Ashcroft believes that we’ve lost the art of feeling happy and this is why there’s an increase in takeup of activities geared towards finding it. "As soon as we leave the fun part of school where you fingerpaint to your heart’s content, carefree and without a worry in the world, you go on to learning what you’re told to learn about," she says, "You prepare for exams in the future that you have to do well in so that you can get that good job, so you can get that house and everything else that goes with it. Life becomes plotted out so you just keep looking ahead chasing that next thing and not enjoying what you want now."

The key, Ashcroft says, and central to the service she offers, is developing core happiness. "This comes though an understanding of the self helps with something I call 'bouncebackability', so when bad news strikes or things don’t go to plan, we can handle it much, much better. By learning about our strengths instead of feeling beaten down by our weaknesses, we can do things to make our immediate circles better."

Read: How important is it to be happy at work? 
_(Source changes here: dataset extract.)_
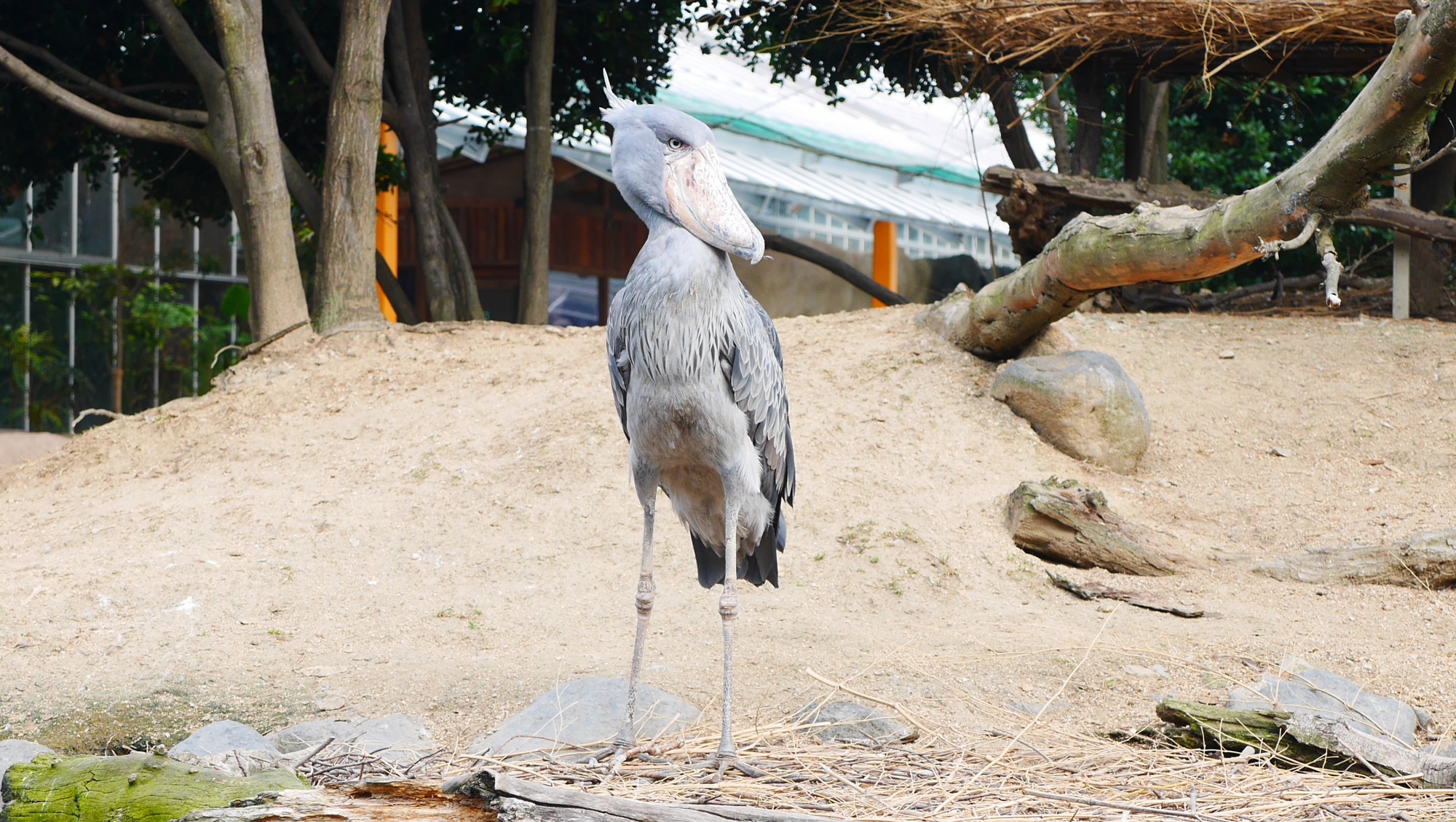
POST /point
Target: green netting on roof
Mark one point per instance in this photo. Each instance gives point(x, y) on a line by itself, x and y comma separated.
point(810, 139)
Ashcroft’s clients fall into two types, she says, "The umbrella term I use for my creative businesses is Professional Rebel so I tend to attract people who rebel naturally or those who don’t currently but want to feel a little bit naughty."

Her work includes encouraging people to play more, let go more and cheerlead themselves. She says, "I show them that sometimes all you need to do is chuck your problems in the 'fuck it bucket' for an evening and get covered in glitter to give yourself a break from it all."

And as for what makes the happiness expert happy: "Spontaneity - particularly going on adventures and trying something new. Oh and a bit of silliness too - I always have a bag of googly eyes in my handbag to transform something for a giggle. I also love dancing, especially to fat dirty basslines, going to the beach, laying about in hammocks in the sunshine."